Me faltó otra joyita, pero mía:
Febrero de 2004, último finde antes de entrar a segundo año de U. Con el mejor amigo que hice en la universidad en primer año no nos vimos en todo el verano, y cómo no íbamos a cerrar las vacaciones carreteando juntos.
El weón me llama y me dice: "llevo dos promos grandes de pisco, una para cada uno... tenemos que tomarlas antes de ir al carrete. Yo invito, tú consíguete un carrete con minas, hacemos la previa en tu casa jugando Winning Eleven".
Cuento corto, me consigo un carrete a dos cuadras de mi casa, en la casa de una mina malita que dijo tener una junta, pero con amigas ricas.
Me tomé la promo en tiempo récord y ya iba mal. Llego al carrete con mi amigo, silencio total en la casa. Era una junta de puros pendejos (algunos aún estudiaban en mi ex colegio) hablando de religión con un par de pololas. Onda, los acólitos del colegio.
Entro al living y de curado boto un jarrón y se hace pico. Sigo tomando y el carrete no podía estar más fome. Me baja la weá y empiezo a dar lecciones de que eran todos unos fomes de mierda y que yo iba a prender la weá. Todos en silencio. Subí la música a toda raja y no encontré nada mejor que empezar a tirar a todos a la piscina, dueña de casa incluida. La guinda de la torta: me tiro en calzoncillos y todos arrancando de la piscina. Mi amigo, por supuesto, cagado de la risa en el suelo mirando el show.
Solo en la piscina tuve una brillante idea, empezar -debajo del agua- a darme vuelta tras vuelta de carnero sin parar, debajo del agua. Salgo del agua y se me daba vuelta la vida loco, un remolino. Me empiezo a sentir mal y le digo a la dueña de casa "hazme una ducha caliente". Y la mina me manda a la chucha, y le digo "hazme una ducha caliente o me pongo a gritar y despierto a tu mamá". La mina accede.
Me prepara la ducha, mi amigo me ayuda a llegar al baño en andas... yo en calzoncillos. En el baño, la dueña de casa, la mina, se pone a discutir con mi amigo, y mi amigo me suelta, y me voy de hocico contra el lavamanos y me hago una herida en la frente. Sangre.
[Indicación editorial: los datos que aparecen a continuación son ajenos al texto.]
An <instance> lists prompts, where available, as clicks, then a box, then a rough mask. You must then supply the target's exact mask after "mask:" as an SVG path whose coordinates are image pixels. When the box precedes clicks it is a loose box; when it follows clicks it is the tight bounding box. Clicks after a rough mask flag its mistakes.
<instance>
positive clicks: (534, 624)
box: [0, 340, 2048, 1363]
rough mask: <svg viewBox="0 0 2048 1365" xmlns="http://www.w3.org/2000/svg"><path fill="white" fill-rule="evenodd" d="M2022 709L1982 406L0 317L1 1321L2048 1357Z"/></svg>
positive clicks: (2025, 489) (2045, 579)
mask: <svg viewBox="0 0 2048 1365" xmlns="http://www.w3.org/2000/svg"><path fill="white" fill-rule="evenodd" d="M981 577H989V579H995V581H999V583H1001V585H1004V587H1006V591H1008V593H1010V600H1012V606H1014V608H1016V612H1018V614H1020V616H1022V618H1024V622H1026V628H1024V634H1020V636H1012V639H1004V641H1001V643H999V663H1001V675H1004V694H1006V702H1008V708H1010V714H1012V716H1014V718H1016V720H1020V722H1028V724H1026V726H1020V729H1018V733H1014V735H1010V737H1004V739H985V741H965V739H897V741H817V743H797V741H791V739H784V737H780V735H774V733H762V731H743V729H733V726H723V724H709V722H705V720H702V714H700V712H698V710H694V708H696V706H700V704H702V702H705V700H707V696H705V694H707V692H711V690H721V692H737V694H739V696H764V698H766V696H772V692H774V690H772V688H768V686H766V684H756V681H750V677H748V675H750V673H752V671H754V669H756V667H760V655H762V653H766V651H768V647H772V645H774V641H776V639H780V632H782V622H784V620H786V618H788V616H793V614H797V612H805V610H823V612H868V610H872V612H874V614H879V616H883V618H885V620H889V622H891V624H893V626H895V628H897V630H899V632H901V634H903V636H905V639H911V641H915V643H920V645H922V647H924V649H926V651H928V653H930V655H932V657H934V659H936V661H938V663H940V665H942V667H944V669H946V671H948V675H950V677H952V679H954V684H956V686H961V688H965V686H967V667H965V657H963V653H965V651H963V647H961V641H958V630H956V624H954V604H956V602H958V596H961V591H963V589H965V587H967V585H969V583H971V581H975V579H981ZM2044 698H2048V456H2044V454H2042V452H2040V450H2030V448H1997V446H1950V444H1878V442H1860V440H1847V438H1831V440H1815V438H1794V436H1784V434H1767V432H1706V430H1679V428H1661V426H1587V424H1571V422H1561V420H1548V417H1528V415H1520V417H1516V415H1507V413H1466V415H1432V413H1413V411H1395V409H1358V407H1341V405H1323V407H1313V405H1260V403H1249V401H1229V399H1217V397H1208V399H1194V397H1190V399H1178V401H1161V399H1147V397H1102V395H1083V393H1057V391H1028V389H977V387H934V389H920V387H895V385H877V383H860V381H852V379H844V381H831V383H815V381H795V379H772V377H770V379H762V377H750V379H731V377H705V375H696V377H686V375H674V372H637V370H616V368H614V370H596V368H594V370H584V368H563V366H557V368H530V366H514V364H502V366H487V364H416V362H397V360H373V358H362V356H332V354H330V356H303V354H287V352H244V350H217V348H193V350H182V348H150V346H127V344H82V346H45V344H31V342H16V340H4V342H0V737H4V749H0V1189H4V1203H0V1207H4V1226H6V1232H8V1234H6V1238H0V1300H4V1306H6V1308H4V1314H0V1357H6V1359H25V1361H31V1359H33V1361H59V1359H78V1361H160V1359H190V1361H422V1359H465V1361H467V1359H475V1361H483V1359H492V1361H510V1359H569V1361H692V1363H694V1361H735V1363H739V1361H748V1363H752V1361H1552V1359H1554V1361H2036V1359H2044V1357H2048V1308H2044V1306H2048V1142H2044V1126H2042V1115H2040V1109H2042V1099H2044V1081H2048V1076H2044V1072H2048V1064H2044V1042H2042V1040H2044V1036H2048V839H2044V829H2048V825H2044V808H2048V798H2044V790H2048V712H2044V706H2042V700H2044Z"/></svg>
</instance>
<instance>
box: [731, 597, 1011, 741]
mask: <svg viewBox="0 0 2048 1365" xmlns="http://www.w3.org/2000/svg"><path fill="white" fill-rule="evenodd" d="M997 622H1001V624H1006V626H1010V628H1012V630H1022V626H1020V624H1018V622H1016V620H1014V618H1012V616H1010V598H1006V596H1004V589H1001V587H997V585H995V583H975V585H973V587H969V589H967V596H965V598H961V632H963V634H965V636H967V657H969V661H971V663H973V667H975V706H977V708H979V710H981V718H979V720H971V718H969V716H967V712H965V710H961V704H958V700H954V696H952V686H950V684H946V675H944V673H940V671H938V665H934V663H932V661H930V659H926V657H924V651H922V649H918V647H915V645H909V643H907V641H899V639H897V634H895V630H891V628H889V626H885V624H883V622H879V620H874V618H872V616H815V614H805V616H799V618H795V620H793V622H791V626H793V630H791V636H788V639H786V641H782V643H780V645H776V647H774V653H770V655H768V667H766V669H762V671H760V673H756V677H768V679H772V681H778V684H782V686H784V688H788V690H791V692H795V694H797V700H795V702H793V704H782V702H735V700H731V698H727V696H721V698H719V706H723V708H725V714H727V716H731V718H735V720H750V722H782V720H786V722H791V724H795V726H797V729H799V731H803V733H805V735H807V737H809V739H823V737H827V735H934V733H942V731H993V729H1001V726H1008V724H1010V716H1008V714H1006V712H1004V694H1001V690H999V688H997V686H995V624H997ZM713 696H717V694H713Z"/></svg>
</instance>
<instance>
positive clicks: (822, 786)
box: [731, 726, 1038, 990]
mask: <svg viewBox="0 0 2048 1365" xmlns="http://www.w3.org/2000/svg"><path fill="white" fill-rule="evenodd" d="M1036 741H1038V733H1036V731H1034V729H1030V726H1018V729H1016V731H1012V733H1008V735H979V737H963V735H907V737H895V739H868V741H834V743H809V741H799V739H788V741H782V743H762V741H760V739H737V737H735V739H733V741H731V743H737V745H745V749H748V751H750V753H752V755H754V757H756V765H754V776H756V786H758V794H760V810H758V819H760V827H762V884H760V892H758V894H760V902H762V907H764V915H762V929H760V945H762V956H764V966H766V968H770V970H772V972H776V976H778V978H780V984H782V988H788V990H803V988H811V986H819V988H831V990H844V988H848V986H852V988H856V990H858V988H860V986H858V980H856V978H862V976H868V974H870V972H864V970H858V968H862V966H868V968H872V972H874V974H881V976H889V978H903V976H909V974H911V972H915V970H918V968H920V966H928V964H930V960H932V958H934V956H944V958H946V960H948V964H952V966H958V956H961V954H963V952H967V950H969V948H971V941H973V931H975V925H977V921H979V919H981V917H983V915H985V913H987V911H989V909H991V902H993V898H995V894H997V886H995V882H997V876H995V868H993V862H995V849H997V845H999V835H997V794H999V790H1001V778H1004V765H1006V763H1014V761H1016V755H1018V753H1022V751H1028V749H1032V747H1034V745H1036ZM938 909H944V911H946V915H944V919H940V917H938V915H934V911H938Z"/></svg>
Me levanto y empiezo a vomitar todo el suelo del baño, PERO TODO. En esa llega la mamá de la dueña de casa impactada, y me dice "quién va a limpiar esto". Yo, como el Ruperto, le digo "Yo pueh señora", y delante de ella, me saco los calzoncillos, a raja pelada y me pongo a limpiar el witreado mostrándole a la vieja todo el poto. Todos en shock, menos mi amigo meándose de la risa. Yo en pelotas. Pasan 30 segundos y le digo "ya, me cansé, siga usted", y le tiro los calzoncillo con witre a la señora.
Ahí queda la zorra, me echan cagando, despierta el hermano grande, me tiraban combos, mi amigo tapando, agarré mi short y salí corriendo. Mi amigo se quedó dando explicaciones adentro, cagado de la risa sin poder creer el nivel de jugo.
Al rato, mi amigo dice "donde chucha está este weón" y yo estaba subido en un semáforo de peatón jugando al baile del caño y cantando weás de barras.
Me logró convencer que me fuera a acostar, y al otro día estaba el weón en otra pieza, lo despierto y me dice cagado de la risa "tenemos que hablar".
Otra historia es de un pendejo de mi colegio que se hizo caca en los pantalones, que también fue muy buena.